Agsm e operazione Ascopiave, battibecco tra Sboarina e il PD

Intanto il consigliere Bertucco presenta un'interrogazione sulle spese avvenute durante la presidenza Croce. «Pagina buia di cui il sindaco deve rendere conto ai veronesi facendo trasparenza fino in fondo»

Sede Agsm (Fermo immagine video Facebook)

Acquisizione dei rami di vendita di energia e gas e delle reti di Ascopiave Treviso. Questa è stata la prima decisione presa dal nuovo consiglio di amministrazione di Agsm presieduto da Daniele Finocchiaro. L'operazione non è vincolante e sarà portata avanti in collaborazionecon Aim Vicenza, con cui Agsm intende ancora fondersi, e con la società lombarda A2a. Per portarla a termine, l'azienda controllata dal Comune di Verona dovrà presentare un'offerta vantaggiosa entro il prossimo 15 luglio.

La decisione è stata presa con il voto favorevole della maggioranza dei consiglieri del cda di Agsm. Unico voto contrario, quello della consigliera Stefania Sartori, consigliera nominata in quota PD in rappresentanza delle minoranze del consiglio comunale di Verona. E il suo voto contrario è stato criticato dal sindaco Federico Sboarina, il quale ha giudicato quella posizione come una posizione contraria ad ogni tipo di aggregazione prevista per Agsm, pur confermando che proprio sulle possibili aggregazioni nulla è ancora definitivo.
Ma il Partito Democratico si difende e riprende proprio una frase di Sboarina. «Sui progetti di aggregazione non c'è ancora nulla di definitivo», ha detto il sindaco.

La cosa triste e inaccettabile è proprio questa - scrivono i consiglieri comunali Elisa La Paglia, Federico Benini e Stefano Vallani - Dopo due anni di chiacchiere e annunci e dichiarazioni, non solo il tema della fusione con Aim è fermo alle letterine d'intento, ma nel frattempo è stato surclassato dall'operazione Ascopiave che nella migliore delle ipotesi per Agsm significa tagliarsi una gamba. Molto semplicemente chiediamo che il partner industriale di Agsm venga individuato con una procedura informata, trasparente e pubblica, e non sulla base degli umori del sindaco e dell'assessore alle partecipate. Né più né meno di quello che dice anche la legge, la quale non prevede le scorciatoie dell'entrata di nuovi partner industriali dalla porta di servizio di partecipazioni inferiori al 5% come già sperimentato con risultati pessimi con l'aeroporto. Se ci fossero ancora dei dubbi sul ruolo di "buco nero" che A2a sta svolgendo tra le multiutility storiche della pianura padana, basti leggere le cronache del bresciano, del lodigiano, del cremonese dove ancora non si capacitano di come si sono fatti inghiottire. E dove l'Anac, l'autorità anticorruzione, sta lavorando come una forsennata. Noi abbiamo a cuore il patrimonio dei veronesi e faremo tutto il necessario per tenere Agsm lontano da  A2a, evitando così che Verona perda il controllo anche sulla sua multiutility dopo aver perso il controllo dell'aeroporto, delle autostrade e delle banche. E il carattere "non vincolante" dell'offerta non rassicura nessuno nella misura in cui il Comune non ha un piano B.

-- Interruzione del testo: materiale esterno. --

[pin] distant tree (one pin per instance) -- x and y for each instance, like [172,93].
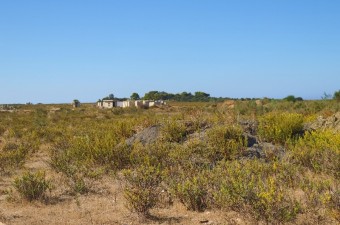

Sulle spese della vecchia presidenza Croce si concentra invece un'interrogazione del capogruppo di Verona e Sinistra in Comuna Michele Bertucco. Un'interrogazione nata dalla relazione del Collegio dei Revisori di Agsm da cui «emerge - fa sapere Bertucco - un quadro di gestione dell'azienda del tutto auto-referenziale che non ha precedenti noti nella storia di Agsm e che ci dimostra che cosa accade quando le aziende pubbliche vengono spartite come bottino elettorale e non assegnate a personale competente come patrimonio cittadino da valorizzare».

Non credo alla storiella del Sindaco che si è mosso tempestivamente appena avuto il sentore di tali retroscena - prosegue il capogruppo di Verona e Sinistra in Comune - perché i segnali di disagio in Agsm erano noti fin dall'autunno 2018. Il sindaco si è attivato solo a seguito delle inchieste della magistratura e dopo essersi convinto che poteva fare politicamente a meno dello stesso Croce. È questa una pagina buia della sua amministrazione di cui il sindaco deve rendere conto ai veronesi facendo trasparenza fino in fondo.

Le questioni sollevate dal collegio dei revisori sulle spese della gestione Croce di Agsm riguarderebbero quelle dichiarate per le celebrazioni del 120esimo anniversario dell'azienda; quelle per la pubblicità su giornali e tv; alcune consulenze sospette e la selezione del nuovo direttore generale, selezione terminata con un buco nell'acqua perché nessun candidato è stato giudicato idoneo.